What should have been a quiet start to a busy trading week turned out to be a volatile one, says Kathy Lien of BKForex.com.

Over the weekend, there were worries about an imminent Russia attack on Ukraine but at the start of the NY session, Russia’s top diplomat Lavrov urged President Putin to continue diplomatic talks to which he replied, “good.” This seemingly simple affirmation sent equities and currencies soaring, but the gains disappeared quickly.

EUR/USD (EUR/USD) jumped as high as 1.1342 and ended the day below 1.1300. The Russia-Ukraine crisis remains a delicate situation that could go awry at any point. What we’ve learned today is that investors will respond positively to a deal but once this geopolitical risk eases, the focus returns to the impact of rising interest rates on the global recovery. Investors are also skeptical about the possibility of an agreement—the risk of conflicts remains very high—hence the reversal in equities.

This is supposed to be a week focused on data that would shed light on how the US and global economy has been faring since the beginning of the year. Retail sales, manufacturing and housing market reports are on the US calendar along with the German ZEW survey, Australian jobs report, UK jobs, inflation, and retail sales numbers. For the most part, the appetite for US dollars remains strong with ten-year Treasury yields ending the day at its highest level since January 2020. High gas prices and a rebound in auto sales is expected to lift consumer demand, while the tone of the FOMC minutes will almost surely be hawkish. The relentless rise in commodity prices has some banks like Goldman Sachs calling for a whopping seven rate hikes from the Fed this year. This forecast may be ambitious, but expectations like these are positive for the greenback.

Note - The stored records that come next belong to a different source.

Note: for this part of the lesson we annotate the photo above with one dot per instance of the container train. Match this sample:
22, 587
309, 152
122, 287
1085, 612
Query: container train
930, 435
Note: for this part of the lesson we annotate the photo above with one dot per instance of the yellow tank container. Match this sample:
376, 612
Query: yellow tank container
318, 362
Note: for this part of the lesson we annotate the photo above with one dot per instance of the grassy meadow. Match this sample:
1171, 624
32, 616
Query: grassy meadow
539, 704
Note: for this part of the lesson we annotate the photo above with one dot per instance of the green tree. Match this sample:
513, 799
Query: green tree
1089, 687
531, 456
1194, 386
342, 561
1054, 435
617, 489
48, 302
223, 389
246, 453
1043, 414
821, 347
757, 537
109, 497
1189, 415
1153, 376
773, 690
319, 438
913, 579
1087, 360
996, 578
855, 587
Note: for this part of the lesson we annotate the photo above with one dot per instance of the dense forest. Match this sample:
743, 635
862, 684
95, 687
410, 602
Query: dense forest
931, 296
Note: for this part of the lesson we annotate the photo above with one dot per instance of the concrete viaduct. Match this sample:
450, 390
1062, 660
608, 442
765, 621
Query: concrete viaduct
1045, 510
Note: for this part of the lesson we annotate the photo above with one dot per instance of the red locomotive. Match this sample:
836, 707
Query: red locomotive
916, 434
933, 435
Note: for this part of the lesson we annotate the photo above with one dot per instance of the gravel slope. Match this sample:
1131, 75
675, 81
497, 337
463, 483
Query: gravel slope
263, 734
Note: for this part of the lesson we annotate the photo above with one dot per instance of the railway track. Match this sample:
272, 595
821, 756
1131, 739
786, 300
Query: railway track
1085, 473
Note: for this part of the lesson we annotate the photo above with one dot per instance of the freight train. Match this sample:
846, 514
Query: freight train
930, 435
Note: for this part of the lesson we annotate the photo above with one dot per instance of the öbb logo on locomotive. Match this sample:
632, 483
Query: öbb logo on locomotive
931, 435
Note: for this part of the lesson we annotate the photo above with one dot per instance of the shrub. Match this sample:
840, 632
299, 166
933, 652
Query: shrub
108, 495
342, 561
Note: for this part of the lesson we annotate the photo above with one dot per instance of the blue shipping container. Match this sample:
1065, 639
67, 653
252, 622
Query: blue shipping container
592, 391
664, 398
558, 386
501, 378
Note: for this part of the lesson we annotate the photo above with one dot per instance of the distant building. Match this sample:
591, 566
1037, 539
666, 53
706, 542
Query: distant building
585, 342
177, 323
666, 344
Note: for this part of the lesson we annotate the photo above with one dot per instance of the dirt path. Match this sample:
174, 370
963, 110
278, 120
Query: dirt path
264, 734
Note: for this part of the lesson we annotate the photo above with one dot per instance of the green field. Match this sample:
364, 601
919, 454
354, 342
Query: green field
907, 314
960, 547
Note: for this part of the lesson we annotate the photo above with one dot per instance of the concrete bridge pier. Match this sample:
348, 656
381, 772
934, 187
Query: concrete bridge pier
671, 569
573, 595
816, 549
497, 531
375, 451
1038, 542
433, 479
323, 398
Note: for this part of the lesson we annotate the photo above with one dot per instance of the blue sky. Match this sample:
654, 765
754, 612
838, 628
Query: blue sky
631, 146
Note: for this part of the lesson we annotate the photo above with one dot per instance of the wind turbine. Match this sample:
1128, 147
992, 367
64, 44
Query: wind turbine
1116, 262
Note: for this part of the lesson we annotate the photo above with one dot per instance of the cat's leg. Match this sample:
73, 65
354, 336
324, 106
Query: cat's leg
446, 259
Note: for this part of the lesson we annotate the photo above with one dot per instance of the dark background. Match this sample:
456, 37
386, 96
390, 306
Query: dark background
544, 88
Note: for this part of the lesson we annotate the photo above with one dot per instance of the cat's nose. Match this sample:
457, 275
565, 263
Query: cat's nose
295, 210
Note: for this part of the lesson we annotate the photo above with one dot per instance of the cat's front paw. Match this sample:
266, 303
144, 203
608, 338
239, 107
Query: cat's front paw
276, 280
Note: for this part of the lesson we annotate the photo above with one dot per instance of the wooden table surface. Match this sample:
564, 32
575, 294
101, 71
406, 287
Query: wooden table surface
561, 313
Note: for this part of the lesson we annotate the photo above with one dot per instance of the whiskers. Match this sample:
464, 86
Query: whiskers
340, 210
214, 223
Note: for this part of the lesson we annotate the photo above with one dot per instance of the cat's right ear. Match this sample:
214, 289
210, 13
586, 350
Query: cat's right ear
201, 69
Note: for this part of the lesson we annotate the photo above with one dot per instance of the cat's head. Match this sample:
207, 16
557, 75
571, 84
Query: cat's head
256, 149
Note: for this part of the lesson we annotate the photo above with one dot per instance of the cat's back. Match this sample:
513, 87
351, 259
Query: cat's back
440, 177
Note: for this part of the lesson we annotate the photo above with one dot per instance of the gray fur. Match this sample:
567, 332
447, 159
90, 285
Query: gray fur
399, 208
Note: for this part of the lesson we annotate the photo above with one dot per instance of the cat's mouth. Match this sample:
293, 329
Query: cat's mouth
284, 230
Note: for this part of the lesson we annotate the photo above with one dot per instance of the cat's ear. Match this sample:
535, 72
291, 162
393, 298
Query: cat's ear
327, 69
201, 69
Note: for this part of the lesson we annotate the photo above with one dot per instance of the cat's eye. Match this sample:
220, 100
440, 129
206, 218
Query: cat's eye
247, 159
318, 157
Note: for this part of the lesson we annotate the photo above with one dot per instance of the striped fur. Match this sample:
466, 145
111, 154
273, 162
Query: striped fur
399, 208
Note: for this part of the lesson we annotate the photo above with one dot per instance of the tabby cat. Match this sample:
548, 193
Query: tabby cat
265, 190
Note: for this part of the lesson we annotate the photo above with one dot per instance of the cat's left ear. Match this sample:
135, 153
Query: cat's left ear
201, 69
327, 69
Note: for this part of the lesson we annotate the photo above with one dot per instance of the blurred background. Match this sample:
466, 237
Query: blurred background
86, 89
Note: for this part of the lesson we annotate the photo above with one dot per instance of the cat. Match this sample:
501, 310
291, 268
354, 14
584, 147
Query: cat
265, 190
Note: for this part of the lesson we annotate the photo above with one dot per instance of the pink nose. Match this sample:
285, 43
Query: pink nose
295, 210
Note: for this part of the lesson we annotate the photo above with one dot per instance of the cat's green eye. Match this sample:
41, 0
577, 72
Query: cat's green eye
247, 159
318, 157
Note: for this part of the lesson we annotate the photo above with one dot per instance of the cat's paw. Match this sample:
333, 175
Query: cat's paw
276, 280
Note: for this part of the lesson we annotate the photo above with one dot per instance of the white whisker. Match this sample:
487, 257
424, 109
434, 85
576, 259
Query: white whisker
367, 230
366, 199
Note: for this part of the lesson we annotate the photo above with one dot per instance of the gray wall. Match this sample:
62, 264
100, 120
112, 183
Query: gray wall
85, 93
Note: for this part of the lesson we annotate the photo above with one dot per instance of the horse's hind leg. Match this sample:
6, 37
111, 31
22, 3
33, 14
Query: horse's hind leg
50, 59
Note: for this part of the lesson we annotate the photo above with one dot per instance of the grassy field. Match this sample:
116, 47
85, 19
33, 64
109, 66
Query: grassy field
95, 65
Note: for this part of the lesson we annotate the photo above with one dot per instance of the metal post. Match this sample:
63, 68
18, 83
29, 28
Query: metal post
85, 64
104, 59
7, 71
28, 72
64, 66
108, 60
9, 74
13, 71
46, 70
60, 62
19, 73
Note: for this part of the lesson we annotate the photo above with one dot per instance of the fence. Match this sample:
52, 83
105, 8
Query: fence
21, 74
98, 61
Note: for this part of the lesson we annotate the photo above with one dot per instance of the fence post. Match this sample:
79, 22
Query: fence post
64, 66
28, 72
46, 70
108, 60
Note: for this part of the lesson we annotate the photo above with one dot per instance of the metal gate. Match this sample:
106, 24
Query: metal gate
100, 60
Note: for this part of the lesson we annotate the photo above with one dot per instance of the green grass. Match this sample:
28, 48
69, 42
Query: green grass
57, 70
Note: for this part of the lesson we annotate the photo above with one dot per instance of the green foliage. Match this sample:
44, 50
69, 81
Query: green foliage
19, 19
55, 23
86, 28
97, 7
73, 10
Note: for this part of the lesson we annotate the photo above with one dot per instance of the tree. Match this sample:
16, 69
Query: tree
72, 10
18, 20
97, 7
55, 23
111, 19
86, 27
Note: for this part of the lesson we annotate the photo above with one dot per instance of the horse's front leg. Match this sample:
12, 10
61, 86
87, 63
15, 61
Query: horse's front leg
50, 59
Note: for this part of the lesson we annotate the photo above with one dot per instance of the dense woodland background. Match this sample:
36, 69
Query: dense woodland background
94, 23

We are also looking for the Canadian dollar to outperform this week. Canadian inflation and consumer spending numbers are in focus and the IVEY PMI report showed a sharp rise in price pressures last month. The Bank of Canada is widely expected to raise interest rates alongside the Fed in March.

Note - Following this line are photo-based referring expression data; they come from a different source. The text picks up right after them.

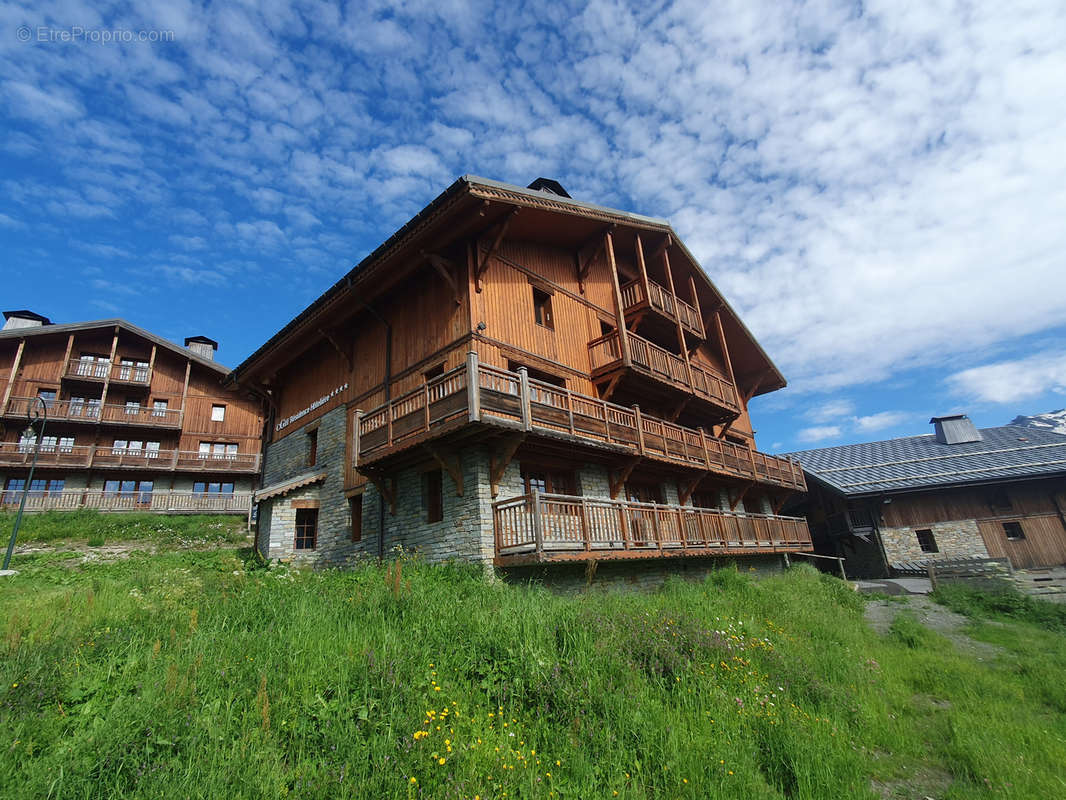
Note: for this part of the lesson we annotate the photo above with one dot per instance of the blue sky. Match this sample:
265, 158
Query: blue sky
878, 188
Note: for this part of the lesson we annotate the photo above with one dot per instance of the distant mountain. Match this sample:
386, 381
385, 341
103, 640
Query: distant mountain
1053, 420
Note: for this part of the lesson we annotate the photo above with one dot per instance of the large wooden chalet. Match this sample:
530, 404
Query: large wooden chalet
519, 378
133, 421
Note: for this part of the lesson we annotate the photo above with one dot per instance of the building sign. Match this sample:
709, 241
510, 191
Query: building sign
304, 412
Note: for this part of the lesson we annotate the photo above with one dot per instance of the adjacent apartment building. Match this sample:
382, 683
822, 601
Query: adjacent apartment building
520, 379
891, 507
133, 420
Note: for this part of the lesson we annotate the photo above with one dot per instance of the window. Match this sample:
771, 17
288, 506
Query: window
1014, 531
355, 507
13, 490
307, 528
549, 480
925, 541
433, 498
542, 308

The underperformance of sterling on the other hand is puzzling. UK data should be good—according to the PMIs, there’s still labor shortages and like the rest of the world, inflation is trending higher. Sterling is trending lower primarily on demand for US dollars and risk aversion. Euro also extended its slide versus the greenback as US yields pressed higher into the NY close. Revisions to Q4 Eurozone GDP and the German ZEW survey are scheduled for release tomorrow. Although Omicron fears eased, the ECB’s less dovish turn could spook investors.

The worst performing currency today was the New Zealand dollar. The triple blow of risk aversion, US dollar strength, and weaker New Zealand data sent NZD/USD (NZD/USD) tumbling for the third day in a row. Service sector activity contracted at a faster pace for the sixth straight month in January. This follows a slowdown in manufacturing activity. The Reserve Bank of New Zealand may be one of the most hawkish central banks, but NZD is also one of the currencies most sensitive to risk appetite. The Australian dollar traded lower, but its losses were moderate compared to the drop in NZD. We expect softer Australian labor market numbers this week, but tonight’s RBA minutes may be less hawkish so keep an eye on A$.